Eine Geschichte aus dem unerschöpflichen Fundus der Heraklessage erzählt wie der unbesiegbare Held gegen ein vom Meeresgott Poseidon gesandtes Seeungeheuer kämpft, dem die Tochter des Königs von Troja geopfert werden soll. Der Titel des vorliegenden Films schürt Erwartungen, dass sich die Story genau damit befasst. Doch außer geringfügigen Rahmenbedingungen hat er nichts mit der Mythologie gemeinsam. Man hätte jetzt auch nicht vermutet, dass die Drehbuchautoren sich hier besonders mit Ruhm bekleckern bzw. das Skript durch besondere Werktreue glänzt. Wie lieblos hier allerdings die Handlung runtergespult wird, ist erschreckend. Die Story hätte an sich Potenzial für 80 bis 90 Minuten Länge gehabt. Eine Art Remake gab es 1994 mit Hercules und das vergessene Reich, einem von fünf TV-Filmen zur Einleitung der Trash-Serie Hercules mit Kevin Sorbo.
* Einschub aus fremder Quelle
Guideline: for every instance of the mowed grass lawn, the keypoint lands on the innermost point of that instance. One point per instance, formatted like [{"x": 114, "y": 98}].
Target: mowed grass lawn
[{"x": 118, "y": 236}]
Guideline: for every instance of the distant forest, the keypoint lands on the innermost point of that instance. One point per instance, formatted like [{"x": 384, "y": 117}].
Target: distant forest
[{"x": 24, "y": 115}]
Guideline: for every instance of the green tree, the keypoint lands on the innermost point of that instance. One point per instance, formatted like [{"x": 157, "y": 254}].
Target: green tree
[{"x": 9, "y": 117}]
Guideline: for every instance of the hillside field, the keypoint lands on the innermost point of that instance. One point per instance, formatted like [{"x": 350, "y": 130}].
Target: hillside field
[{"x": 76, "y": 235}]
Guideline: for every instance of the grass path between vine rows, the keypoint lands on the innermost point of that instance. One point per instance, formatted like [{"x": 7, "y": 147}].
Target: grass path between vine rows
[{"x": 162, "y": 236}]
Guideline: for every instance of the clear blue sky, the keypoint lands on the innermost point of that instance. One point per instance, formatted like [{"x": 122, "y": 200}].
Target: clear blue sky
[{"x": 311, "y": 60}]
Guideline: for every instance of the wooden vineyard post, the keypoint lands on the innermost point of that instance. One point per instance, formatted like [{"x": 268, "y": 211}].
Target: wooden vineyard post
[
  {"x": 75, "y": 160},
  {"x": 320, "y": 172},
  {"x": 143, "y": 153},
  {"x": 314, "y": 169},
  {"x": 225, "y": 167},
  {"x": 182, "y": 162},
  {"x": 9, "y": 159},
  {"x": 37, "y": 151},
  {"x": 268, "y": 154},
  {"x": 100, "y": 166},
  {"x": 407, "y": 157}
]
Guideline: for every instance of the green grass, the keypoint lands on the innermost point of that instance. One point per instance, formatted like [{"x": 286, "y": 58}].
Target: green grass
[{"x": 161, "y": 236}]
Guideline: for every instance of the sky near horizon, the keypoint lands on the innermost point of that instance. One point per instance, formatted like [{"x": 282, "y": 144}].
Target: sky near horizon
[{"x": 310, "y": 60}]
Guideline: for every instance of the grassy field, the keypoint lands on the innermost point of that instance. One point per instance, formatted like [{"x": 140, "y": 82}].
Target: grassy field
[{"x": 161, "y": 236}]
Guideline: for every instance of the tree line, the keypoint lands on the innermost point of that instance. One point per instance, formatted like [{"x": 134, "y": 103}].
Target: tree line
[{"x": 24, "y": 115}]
Aufgrund der völlig flachen und halbdimensionalen Figuren kann man natürlich schauspielerisch nichts erwarten. Den Titelhelden spielt Ex-Tarzan-Darsteller Gordon Scott (Goliath und Herkules), der sich allerdings nur durch seine recht ausgefallene Gesichtsbehaarung hervortut. Der Philosoph Diogenes steht Herkules mit seinen Erfindungen zur Seite. Der junge Odysseus, hier zum x-ten Mal jugendlicher Begleiter des Helden, ist zum völlig blassen Stichwortgeber degradiert. Den Verlobten von Prinzessin Diana, spielt Giorgio Ardisson, der Theseus aus Vampire gegen Herakles. Einen Kurzauftritt als Piratenkapitän hat Gordon Mitchell, Titelheld von Achilles – Der Zorn des Kriegers.

Das Beste an Herkules und die Prinzessin von Troja ist neben der ordentlichen Ausstattung das Seemonster, das zwar außerhalb des Wassers nicht sonderlich beweglich ist, aber im Gegensatz zu Stop-Motion-Kreaturen anderer Werke vergleichsweise echt wirkt.

Da der Streifen bisher keine deutsche Fassung besaß, wurde die Synchronisation wohl extra für die DVD angefertigt. Die Sprecher passen sich der Leblosigkeit der Inszenierung an und wirken teilweise extrem abgehakt in ihrer Sprechweise. Die Bildqualität – sofern man hier überhaupt davon sprechen kann – ist sehr schlecht, die holprigen Schnitte sind aber wohl nicht nur dem Alter des Materials geschuldet.

Fazit: Völlig leblos abgehandeltes und äußerst holprig geschnittenes Pilotfilmchen. Wenig überraschend, dass es hier zu keiner Serienorder kam. 2 von 10 Punkten.

 

 

DVD-Features

Sprachen: Deutsch, Englisch
Untertitel: keine

Bonusmaterial
Trailer zu Battle Of LA

Wieso man den nur 47 Minuten langen Pilotfilm einer nie realisierten TV-Serie überhaupt auf einer DVD veröffentlicht hat und nicht wie in den USA in einer Box mit anderen Filmen, weiß nur der Verleih, der ansonsten u.a. für die berüchtigten Mockbuster (spottbillig produzierte Kopien bekannter Hollywoodfilme) zuständig ist. Die Altersfreigabe ab 16 Jahren ist eher unverständlich.

 

 

Marius Joa, 13. August 2011. Bilder: dtp entertainment AG.